Nasdaq's Lessons in Machine Learning Yield New Surveillance Tool

Yesterday, Nasdaq announced the launch of its new AI-powered market surveillance tools for finding patterns of abusive behavior. Underpinning the new technology are subsets of machine learning (ML): deep learning, for analyzing extremely complex relationships and understanding hidden insights within massive data sets; transfer learning, which involves training new models based on older ones to allow scale and save time; and human-in-the-loop learning, which requires human interaction to weed out noise from signal, especially where it’s not cut and dry.

If we could reduce something like spoofing to a signal, and the shape of the signal will have some consistency across many different asset classes, it made us very hopeful that techniques like transfer learning would be very successful for looking at these different patterns from US equities to, for example, a commodities market.

Tony Sio, Nasdaq

Currently, the tool covers only US equities, but the stock exchange has already run some trials on fixed income and with other exchanges, which have shown promise, Tony Sio, head of marketplace regulatory technology at Nasdaq, tells WatersTechnology. The project had been in the works for more than a year and was born from the company’s initial forays into machine learning, which were focused on alert scoring in the Nordics.

“We had very positive results; we had a lot of learnings, and we deployed that,” Sio says. “Based on that experience, we felt we could do a lot more. So after that, we really pushed the deep learning project against the low-level data coming from our trading system to detect patterns of abuse.”

But those first explorations into machine and deep learning bumped into another project. A separate team was working on how to create a visual picture of spoofing, and the missing ingredient also lay somewhere in machine learning.

“We called it the signature of spoofing,” Sio says. “We showed it to a lot different people, and people said, ‘Yes, I look at this picture, and I see it.’ And that coincided with some of the ML technologies out there, which are really about taking those visual patterns and being able to find them in the data. It’s two separate initiatives starting to overlap.”

The teams distilled all the data—which was extracted from Nasdaq’s trade engine—down to a single chart with a few different signals, such as ones indicating trading behavior and the volume of the order book at different price sets. They showed the charting method to surveillance professionals down the line of asset classes—equities, commodities, futures and more. What they found was the signal looked similar across all of them.

“If we could reduce something like spoofing to a signal, and the shape of the signal will have some consistency across many different asset classes, it made us very hopeful that techniques like transfer learning would be very successful for looking at these different patterns from US equities to, for example, a commodities market,” Sio says.

Human-in-the-loop training adds another methodical layer to surveillance. By using actual examples from the 750,000+ alerts that Nasdaq’s US surveillance team sifts through per year, the human and machine-powered model goes beyond just deciding whether an alert is interesting or not. It can decide, for example, that an alert is of interest, but only for a certain time frame, or that a certain day brought interesting activity, but only in the afternoon.

But it’s the transfer learning that is most core to the project’s mission. For Sio, ensuring market integrity has to be a collaborative effort. He sees opportunity for Nasdaq’s surveillance technology customers, other exchanges, and, particularly, smaller marketplaces.

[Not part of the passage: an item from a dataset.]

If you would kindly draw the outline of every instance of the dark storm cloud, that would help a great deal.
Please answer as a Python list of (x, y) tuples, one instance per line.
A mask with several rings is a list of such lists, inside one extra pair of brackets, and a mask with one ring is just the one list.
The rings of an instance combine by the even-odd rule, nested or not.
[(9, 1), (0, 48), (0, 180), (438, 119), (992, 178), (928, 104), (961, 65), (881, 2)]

“One really interesting concept is the concept of transferring those learnings from one marketplace to another and potentially back again. I think that’s a hugely-powerful concept,” Sio says. “One of the things we heard from smaller marketplaces is that they have less examples of many of these abusive behaviors. It’s just quite a lot more work for them to train models using the small examples they have.”

Along the way, Sio says he and the teams learned some vitally-important things. Perhaps the key one, though, was they had to make sure they had the interaction with users onboard, and a way to imbue the machine-learning tools with the nuanced ways the surveillance team thinks, such as their abilities to predict when certain behaviors are more or less likely. 

“The problem in surveillance is one where you’re trying to find needles in the haystack,” he says. “There are billions of messages coming in every day. There are patterns and the patterns look different or change over time, and you’re just trying to find those behaviors.”